Он знал, что не сможет сказать ей правду, он и хотел бы сказать все как есть, но не хватало духу. Ведь тогда ему пришлось бы уподобиться тем господам, которые своим кованым сапогом способны растоптать даже сердце матери.

— О вашем сыне я не слышал ничего плохого, — ответил он, — нет, не слышал.

Мать все крестилась и клала земные поклоны:

— Господи боже, говорила ведь я ему, не с теми идешь, Петр. Ну а сам-то ты, боже, что ж не подсказал ему, куда идти, с кем? Теперь-то уж, господи, прости ему прегрешения его, вольные и невольные… А ты, сынок, хоронись, пожалей мать свою. Господи, что ни случись с вами, все матерям отливается. Да простит тебя господь, что не с миром по земле идешь. Коли добро несешь, зла не встретишь…

Волна сострадания захлестнула душу: мать каким-то шестым чувством уловила, что он боится причинить ей боль. Однако ее истовое желание наставить его на путь добра оборачивалось опасностью: она все громче и громче молила бога:

— О господи! Защити парня-то! Ему бы о матери родной подумать, а он вот пошел добро людям творить.

— Ты вот что… — Бойко подыскивал слова, созвучные ее мыслям. — Ты свари кутью, снеси охранникам, пусть помянут твоего сына, помолятся богу, чтобы простил он его.

— Пойти-то можно, сынок, чего ж не пойти?

— Ты скажи им… хорошенько запомни, о чем прошу! Скажи: ради всех матерей пусть подальше упрячут ружья свои и пистолеты, пусть не ходят больше на облавы, хватит уж стрелять. Гнев тех, кого они убивают в горах и у себя в полиции, он как река, как молния небесная… Так им скажи. Еще скажи, что не будет у их матерей сыновей, у жен — мужей, у детей — отцов. Час страшного суда близок, совсем близок! А о сыне своем ты не убивайся, на нем один только грех: забыл про мать свою и про судный день.

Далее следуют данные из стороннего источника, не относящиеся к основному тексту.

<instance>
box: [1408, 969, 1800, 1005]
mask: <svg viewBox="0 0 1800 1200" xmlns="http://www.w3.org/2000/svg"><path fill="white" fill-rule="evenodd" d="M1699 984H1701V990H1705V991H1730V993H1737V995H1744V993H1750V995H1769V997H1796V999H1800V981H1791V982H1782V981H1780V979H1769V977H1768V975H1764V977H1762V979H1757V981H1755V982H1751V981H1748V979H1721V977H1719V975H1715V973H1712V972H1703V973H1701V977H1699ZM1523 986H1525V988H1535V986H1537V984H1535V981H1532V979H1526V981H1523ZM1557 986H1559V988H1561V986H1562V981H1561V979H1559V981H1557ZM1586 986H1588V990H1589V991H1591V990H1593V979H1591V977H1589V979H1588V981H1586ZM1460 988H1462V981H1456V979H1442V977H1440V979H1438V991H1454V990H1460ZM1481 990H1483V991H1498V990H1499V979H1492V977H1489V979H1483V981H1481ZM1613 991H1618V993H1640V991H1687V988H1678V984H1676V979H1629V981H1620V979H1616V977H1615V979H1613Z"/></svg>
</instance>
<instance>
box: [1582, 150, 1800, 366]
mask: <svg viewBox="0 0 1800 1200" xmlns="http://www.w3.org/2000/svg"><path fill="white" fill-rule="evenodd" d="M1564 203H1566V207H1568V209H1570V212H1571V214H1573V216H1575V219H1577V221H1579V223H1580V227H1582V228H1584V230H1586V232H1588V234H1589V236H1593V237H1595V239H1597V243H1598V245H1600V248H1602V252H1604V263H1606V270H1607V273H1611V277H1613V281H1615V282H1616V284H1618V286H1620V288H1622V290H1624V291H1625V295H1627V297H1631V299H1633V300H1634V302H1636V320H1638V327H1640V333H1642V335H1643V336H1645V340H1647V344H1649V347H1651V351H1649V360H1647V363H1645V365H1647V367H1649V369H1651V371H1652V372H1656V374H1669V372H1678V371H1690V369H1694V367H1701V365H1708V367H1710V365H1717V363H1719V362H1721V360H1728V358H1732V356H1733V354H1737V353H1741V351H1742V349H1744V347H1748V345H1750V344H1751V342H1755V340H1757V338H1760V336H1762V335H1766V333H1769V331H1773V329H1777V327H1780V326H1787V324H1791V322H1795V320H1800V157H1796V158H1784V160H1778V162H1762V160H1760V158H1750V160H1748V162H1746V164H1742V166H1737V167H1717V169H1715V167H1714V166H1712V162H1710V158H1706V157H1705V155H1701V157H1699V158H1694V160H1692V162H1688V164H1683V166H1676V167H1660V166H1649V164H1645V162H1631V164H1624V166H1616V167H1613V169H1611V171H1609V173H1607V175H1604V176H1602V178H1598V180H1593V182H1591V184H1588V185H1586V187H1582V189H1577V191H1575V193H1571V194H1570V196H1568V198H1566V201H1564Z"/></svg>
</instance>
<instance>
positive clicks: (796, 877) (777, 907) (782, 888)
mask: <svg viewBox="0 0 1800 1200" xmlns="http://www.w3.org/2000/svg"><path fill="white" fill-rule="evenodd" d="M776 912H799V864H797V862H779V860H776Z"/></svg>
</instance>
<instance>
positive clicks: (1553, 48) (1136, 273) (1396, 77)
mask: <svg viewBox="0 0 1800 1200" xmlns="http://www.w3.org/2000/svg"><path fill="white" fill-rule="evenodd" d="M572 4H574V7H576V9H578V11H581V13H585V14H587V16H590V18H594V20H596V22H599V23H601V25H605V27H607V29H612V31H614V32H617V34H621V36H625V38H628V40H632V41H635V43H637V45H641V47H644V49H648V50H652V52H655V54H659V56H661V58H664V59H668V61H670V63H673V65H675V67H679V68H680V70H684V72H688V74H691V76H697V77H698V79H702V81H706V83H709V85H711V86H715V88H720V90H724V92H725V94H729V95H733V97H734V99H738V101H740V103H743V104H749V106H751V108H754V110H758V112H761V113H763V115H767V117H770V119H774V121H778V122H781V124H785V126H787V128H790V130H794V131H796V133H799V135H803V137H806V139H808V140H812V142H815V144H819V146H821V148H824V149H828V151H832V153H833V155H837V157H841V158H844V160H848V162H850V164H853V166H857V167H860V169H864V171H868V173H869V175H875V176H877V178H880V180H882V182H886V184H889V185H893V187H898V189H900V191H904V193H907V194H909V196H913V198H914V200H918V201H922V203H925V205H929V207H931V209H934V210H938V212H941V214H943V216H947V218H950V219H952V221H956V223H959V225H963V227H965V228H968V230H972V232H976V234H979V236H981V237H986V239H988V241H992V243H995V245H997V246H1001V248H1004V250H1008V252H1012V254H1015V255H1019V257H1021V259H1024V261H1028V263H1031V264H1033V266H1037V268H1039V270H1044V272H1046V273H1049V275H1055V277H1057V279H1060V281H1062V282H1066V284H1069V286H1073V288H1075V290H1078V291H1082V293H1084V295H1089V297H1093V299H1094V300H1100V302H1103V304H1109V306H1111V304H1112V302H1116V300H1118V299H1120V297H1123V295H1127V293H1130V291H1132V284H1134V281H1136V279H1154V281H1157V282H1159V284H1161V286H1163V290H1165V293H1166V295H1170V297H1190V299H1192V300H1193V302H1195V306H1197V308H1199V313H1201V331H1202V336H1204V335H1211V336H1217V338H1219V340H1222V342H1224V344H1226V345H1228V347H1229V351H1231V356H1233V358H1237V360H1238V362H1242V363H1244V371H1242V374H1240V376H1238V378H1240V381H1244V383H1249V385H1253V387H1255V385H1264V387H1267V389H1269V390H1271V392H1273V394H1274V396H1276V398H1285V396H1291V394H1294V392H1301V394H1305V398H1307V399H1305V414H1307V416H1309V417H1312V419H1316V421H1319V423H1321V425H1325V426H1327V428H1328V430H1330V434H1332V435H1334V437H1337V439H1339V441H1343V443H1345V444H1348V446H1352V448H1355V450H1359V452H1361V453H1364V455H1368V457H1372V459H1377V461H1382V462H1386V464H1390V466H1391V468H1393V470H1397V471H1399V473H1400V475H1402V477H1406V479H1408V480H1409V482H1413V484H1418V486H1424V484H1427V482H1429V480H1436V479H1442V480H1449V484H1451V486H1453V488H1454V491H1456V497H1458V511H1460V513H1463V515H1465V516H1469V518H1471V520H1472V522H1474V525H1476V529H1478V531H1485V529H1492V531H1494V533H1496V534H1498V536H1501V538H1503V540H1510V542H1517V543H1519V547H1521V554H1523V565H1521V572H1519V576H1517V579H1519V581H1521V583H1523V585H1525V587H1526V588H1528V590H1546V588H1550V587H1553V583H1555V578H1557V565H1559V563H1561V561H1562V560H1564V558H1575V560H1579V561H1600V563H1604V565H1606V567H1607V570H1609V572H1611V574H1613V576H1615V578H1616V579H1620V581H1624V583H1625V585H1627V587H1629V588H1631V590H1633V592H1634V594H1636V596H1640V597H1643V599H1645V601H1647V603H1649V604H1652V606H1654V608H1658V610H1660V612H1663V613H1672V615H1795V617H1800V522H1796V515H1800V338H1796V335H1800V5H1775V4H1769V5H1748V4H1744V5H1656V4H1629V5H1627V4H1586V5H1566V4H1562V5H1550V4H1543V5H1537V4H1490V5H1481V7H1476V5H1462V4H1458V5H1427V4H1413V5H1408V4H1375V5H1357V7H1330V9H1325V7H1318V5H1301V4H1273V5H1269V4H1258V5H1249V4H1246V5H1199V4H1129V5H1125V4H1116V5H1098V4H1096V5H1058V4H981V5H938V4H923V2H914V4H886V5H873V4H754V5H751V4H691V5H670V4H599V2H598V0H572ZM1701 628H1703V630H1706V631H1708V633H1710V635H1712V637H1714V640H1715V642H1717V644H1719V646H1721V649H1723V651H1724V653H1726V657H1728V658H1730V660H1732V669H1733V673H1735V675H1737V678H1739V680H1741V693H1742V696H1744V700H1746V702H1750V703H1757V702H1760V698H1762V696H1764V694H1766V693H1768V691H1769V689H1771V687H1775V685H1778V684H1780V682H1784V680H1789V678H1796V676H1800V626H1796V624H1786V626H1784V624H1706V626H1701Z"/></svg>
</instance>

Вялый душный ветер с равнины вместе со звуками женских голосов и плачем донес гнусавый голос попа:

— …и тогда сошел Михаил Архангел и прибрал душу его… раскрыта была книга жизни, и судимы были мертвые и живые… его же царствию не будет конца, и возопиет мир живых и мир мертвых, и начнется суд страшный…

Мать крестилась, все ниже склоняясь в поклонах. Теперь над ней был еще и гнет неминуемо грозившего страшного суда, в голове все спуталось, ясно осознавались только последние слова Бойко.